É uma espécie de desnudamento de Freud – autor para o qual o sexo, “assunto popular”, é tão caro – para iniciados ou não, a partir de particularidades do pensamento brasileiro, em que o autor é, de algum modo, popular, mesmo entre os que nunca o leram ou nunca frequentaram um divã. Impossível não lembrar o “Freud explica” com que Zé Ramalho pontua sua Chão de giz, quase um dito popular.
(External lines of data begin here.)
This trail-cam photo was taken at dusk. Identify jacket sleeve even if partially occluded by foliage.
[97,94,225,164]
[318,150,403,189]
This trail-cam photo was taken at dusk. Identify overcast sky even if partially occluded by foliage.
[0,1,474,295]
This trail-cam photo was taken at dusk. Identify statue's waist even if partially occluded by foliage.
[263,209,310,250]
Depoimentos, entre outros, de André Carone (filósofo e tradutor), Christian Dunker (psicanalista e escritor), Cristiana Facchinetti (psicanalista e historiadora da psicanálise), Hannes Stubbe (psicólogo e escritor), Joel Birman (psicanalista), Lúcia Valladares (psicanalista e historiadora da psicanálise), Luiz Alberto Hanns (psicanalista e tradutor), Lya Luft (escritora), Mário Eduardo C. Pereira (psicanalista e psiquiatra), Paulo César de Souza (germanista e tradutor), Ricardo Goldenberg (psicanalista e escritor) e Terêncio Hill (psicanalista e pensador) ajudam a compor um rico – e brasileiríssimo – painel sobre a importância, pluralidade, popularidade e atualidade de Freud.
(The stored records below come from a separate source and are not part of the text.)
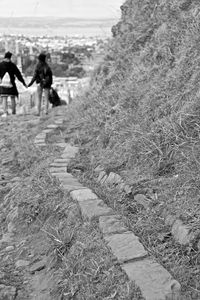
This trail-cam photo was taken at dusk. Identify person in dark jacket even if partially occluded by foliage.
[28,53,53,115]
[0,51,27,115]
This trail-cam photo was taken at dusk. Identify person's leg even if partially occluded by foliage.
[37,85,42,115]
[44,89,50,115]
[10,96,16,115]
[1,96,8,114]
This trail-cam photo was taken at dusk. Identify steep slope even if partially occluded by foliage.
[63,0,200,299]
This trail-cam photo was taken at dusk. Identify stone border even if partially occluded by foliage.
[94,166,200,250]
[35,112,181,300]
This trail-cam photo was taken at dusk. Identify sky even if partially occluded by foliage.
[0,0,125,18]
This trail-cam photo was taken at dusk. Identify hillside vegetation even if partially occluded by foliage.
[68,0,200,214]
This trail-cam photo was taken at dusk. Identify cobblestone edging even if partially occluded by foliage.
[95,166,200,250]
[35,111,181,300]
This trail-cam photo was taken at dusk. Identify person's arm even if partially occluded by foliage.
[28,67,38,87]
[15,65,27,87]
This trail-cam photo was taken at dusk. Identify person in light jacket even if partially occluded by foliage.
[0,51,27,115]
[28,53,53,116]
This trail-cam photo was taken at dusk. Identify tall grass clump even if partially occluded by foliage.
[66,0,200,202]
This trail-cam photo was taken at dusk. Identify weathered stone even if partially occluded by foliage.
[54,119,64,125]
[99,215,128,235]
[49,167,67,173]
[172,220,194,245]
[197,240,200,250]
[8,222,16,233]
[94,165,104,173]
[97,171,106,182]
[134,194,152,209]
[165,214,176,226]
[1,157,13,166]
[35,132,46,139]
[15,259,30,268]
[54,158,70,164]
[42,129,53,134]
[105,172,115,185]
[122,258,181,300]
[100,175,108,184]
[47,124,59,129]
[0,232,13,244]
[4,246,15,252]
[123,184,132,195]
[50,162,68,168]
[70,188,98,202]
[62,182,86,192]
[79,200,114,219]
[0,284,17,300]
[61,144,79,158]
[51,172,74,180]
[105,231,148,262]
[54,143,66,148]
[115,174,122,184]
[29,258,47,274]
[10,176,21,182]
É um documentário convencional e um pouco cansativo, os depoimentos seguindo-se, um após o outro, na montagem do rico painel. Necessário para, desta vez, em vez de algo ser explicado por Freud, tentar entendê-lo.
Creio ainda não ser possível mensurar se a polêmica envolvendo a equipe de Aquarius [drama, Brasil, 2016, 145 minutos; em exibição no Cine Praia Grande] em Cannes, que protestou contra o golpe que cassou a presidenta Dilma Rousseff, ajudou ou atrapalhou os números da bilheteria do novo filme de Kléber Mendonça Filho. Independentemente disso, trata-se de uma obra-prima do cinema nacional.
Dono de uma voz bastante particular, o cineasta pernambucano soa talvez profético em Aquarius. É a história de Clara (Sônia Braga), jornalista aposentada, que venceu um câncer e agora luta sozinha contra os tubarões da especulação imobiliária na grande Recife. É o prédio em que Clara mora, na praia de Boa Viagem, e do qual não quer sair, que dá título ao filme.
Quem assistiu O som ao redor certamente também o aprovará. Os filmes têm alguns paralelos: ambos têm Recife como cenário, repetem alguns atores da predileção de Kléber Mendonça Filho (Irandhir Santos e Maeve Jinkings, entre outros), são divididos em capítulos, têm mais de duas horas de duração, não possuem uma moral da história explícita – ao fim o espectador crê que a história não acaba ali e se pergunta que rumos tomam os personagens após os créditos.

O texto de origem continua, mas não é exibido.